Thank you craigslist for yet another gem.
We love ads like this. It came with pictures of the horse being ridden western, jumping a cavaletti and hooked up to a cart
but unfortunately I couldn’t attach them. (JG: Done! Check out the alt-text for my thoughts.) And now to snark!
First of all – WTF is a “shoulder out”? Wouldn’t that put you on top of or even outside of the little white fence? I guess we can safely assume the seller means haunches in (travir). To which we say good for you little draft mare! You can bend! -making the logic-leap that they’re doing it correctly.
Secondly – If this horse is making you money, why are you selling her? Either the seller lied and isn’t making any money with this horse, or the seller lied and the horse isn’t doing everything the ad claims! A draft horse that can’t jump, do dressage AND drive (by the way, if you’ve ridden a carriage horse you know that they’re typically stiff as boards!) that is shocking! The slightest of feathers could knock me on my arse right now, that’s how much shock I am in!

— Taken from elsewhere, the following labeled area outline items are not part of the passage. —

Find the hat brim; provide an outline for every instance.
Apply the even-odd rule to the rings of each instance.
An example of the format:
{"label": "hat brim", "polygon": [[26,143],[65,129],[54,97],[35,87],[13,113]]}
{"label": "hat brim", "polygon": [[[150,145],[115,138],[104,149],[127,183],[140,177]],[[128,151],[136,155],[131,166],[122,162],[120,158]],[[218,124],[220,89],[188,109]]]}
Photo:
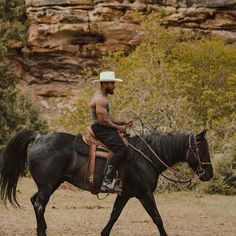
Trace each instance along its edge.
{"label": "hat brim", "polygon": [[122,82],[122,81],[123,81],[122,79],[111,79],[111,80],[109,80],[109,79],[107,79],[107,80],[105,80],[105,79],[103,79],[103,80],[98,79],[98,80],[94,80],[93,83],[99,83],[99,82]]}

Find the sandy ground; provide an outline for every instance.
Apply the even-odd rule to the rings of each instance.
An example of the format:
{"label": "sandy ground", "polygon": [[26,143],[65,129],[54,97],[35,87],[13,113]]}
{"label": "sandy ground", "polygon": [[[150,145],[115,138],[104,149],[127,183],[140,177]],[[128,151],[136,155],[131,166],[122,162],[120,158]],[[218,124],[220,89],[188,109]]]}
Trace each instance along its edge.
{"label": "sandy ground", "polygon": [[[0,236],[36,235],[36,221],[30,203],[36,186],[30,178],[18,185],[23,206],[5,208],[0,203]],[[155,196],[169,236],[236,236],[236,197],[201,195],[192,192]],[[111,213],[115,195],[98,200],[95,195],[63,184],[46,209],[48,236],[100,235]],[[156,226],[136,199],[131,199],[112,229],[111,236],[159,235]]]}

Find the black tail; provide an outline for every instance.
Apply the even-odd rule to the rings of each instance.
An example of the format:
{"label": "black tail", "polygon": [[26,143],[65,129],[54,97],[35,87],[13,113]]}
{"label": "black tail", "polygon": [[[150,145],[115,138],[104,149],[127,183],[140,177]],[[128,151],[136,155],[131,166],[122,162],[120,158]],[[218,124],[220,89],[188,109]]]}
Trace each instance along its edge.
{"label": "black tail", "polygon": [[0,166],[0,197],[6,204],[7,199],[12,205],[20,206],[16,199],[16,186],[20,175],[27,166],[27,147],[37,133],[22,130],[7,144]]}

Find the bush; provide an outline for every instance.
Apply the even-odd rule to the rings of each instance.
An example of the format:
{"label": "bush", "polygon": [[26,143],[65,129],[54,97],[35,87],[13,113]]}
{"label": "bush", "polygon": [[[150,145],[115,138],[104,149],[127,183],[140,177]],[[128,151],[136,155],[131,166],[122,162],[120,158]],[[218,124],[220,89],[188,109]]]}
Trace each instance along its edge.
{"label": "bush", "polygon": [[31,102],[16,88],[18,79],[8,60],[10,42],[24,43],[27,32],[23,0],[1,1],[0,5],[0,151],[16,131],[22,128],[45,131],[47,123]]}
{"label": "bush", "polygon": [[[111,97],[113,115],[151,132],[196,133],[207,127],[211,156],[225,153],[236,128],[235,46],[163,28],[155,14],[143,26],[146,37],[133,52],[104,58],[104,68],[124,79]],[[95,85],[86,81],[84,87],[78,100],[62,109],[59,124],[71,132],[90,123],[88,103]]]}

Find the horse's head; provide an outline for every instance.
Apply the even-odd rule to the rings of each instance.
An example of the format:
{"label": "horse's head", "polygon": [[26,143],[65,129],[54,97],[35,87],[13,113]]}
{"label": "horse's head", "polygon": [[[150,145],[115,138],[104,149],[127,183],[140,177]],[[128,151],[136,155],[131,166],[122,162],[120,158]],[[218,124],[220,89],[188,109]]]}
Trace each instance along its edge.
{"label": "horse's head", "polygon": [[187,151],[187,162],[196,172],[201,181],[208,181],[213,177],[213,167],[211,164],[208,143],[205,139],[207,130],[203,130],[196,136],[189,136],[189,146]]}

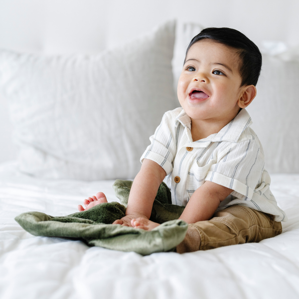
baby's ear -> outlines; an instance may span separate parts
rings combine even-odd
[[[254,85],[247,85],[243,88],[243,92],[238,100],[240,108],[246,108],[257,95],[257,89]]]

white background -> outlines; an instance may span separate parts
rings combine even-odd
[[[292,46],[299,45],[299,12],[298,0],[0,0],[0,47],[96,53],[173,18],[234,28],[260,47],[265,40]],[[15,158],[12,131],[0,98],[0,162]]]

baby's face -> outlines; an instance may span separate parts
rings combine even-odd
[[[181,106],[192,120],[230,121],[242,94],[235,50],[211,39],[191,46],[177,86]]]

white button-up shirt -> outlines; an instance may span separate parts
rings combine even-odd
[[[270,191],[263,148],[250,128],[252,123],[242,109],[218,133],[193,142],[190,117],[176,108],[165,113],[141,161],[150,159],[165,170],[174,204],[185,206],[195,190],[209,180],[234,190],[217,211],[237,204],[286,221]]]

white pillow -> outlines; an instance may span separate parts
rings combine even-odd
[[[177,107],[174,22],[98,55],[0,51],[19,169],[46,178],[134,177],[163,114]]]
[[[256,98],[248,106],[271,172],[299,172],[299,62],[263,55]]]

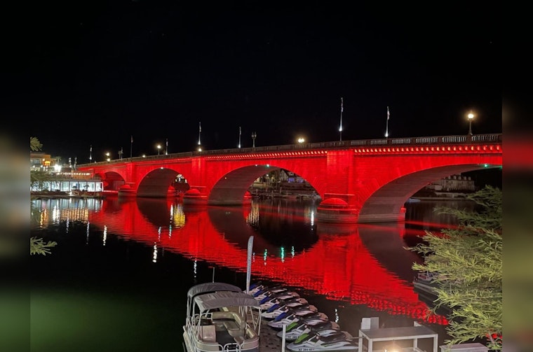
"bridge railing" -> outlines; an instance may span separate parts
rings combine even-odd
[[[436,136],[428,137],[402,137],[402,138],[382,138],[378,139],[359,139],[354,141],[335,141],[330,142],[306,143],[299,144],[286,144],[283,146],[267,146],[255,148],[233,148],[230,149],[204,150],[199,151],[190,151],[175,153],[168,155],[149,155],[145,157],[135,157],[132,158],[123,158],[114,160],[109,162],[98,162],[92,164],[81,164],[79,167],[88,167],[105,165],[111,163],[126,162],[128,161],[146,161],[161,160],[164,159],[185,158],[200,155],[213,155],[220,154],[243,154],[264,152],[276,152],[288,150],[307,150],[313,149],[335,149],[342,148],[351,148],[354,146],[419,146],[426,144],[454,144],[469,143],[480,144],[484,143],[501,143],[502,134],[475,134],[473,136]]]

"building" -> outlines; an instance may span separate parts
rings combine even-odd
[[[103,182],[90,174],[79,172],[70,164],[62,166],[59,157],[45,153],[30,153],[29,191],[61,192],[72,194],[92,194],[104,190]],[[39,174],[39,175],[38,175]]]

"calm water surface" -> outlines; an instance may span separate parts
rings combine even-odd
[[[196,283],[252,282],[298,292],[356,336],[361,318],[385,326],[418,321],[447,338],[443,316],[412,288],[421,258],[405,247],[424,230],[454,225],[436,206],[407,204],[405,224],[325,225],[311,202],[254,202],[243,207],[184,206],[175,199],[32,201],[31,235],[55,241],[33,255],[31,344],[35,351],[181,351],[186,294]],[[419,346],[430,351],[431,345]]]

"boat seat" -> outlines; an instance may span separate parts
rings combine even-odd
[[[198,337],[210,342],[217,342],[217,332],[215,325],[200,325],[198,330]]]

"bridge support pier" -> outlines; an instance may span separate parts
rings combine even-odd
[[[316,218],[323,223],[354,224],[358,222],[358,209],[340,198],[323,200],[316,208]]]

Don’t get the wrong idea about us – we like draft horses. They are very good at what they were bred to do, which is muscle around really heavy objects. They, however, were not bred for agility or speed – both of which are tested in dressage and jumping. We’re not saying it’s impossible for a draft to do well in these disciplines, we’re merely saying that genetically speaking it’s more difficult for them than say a Thoroughbred.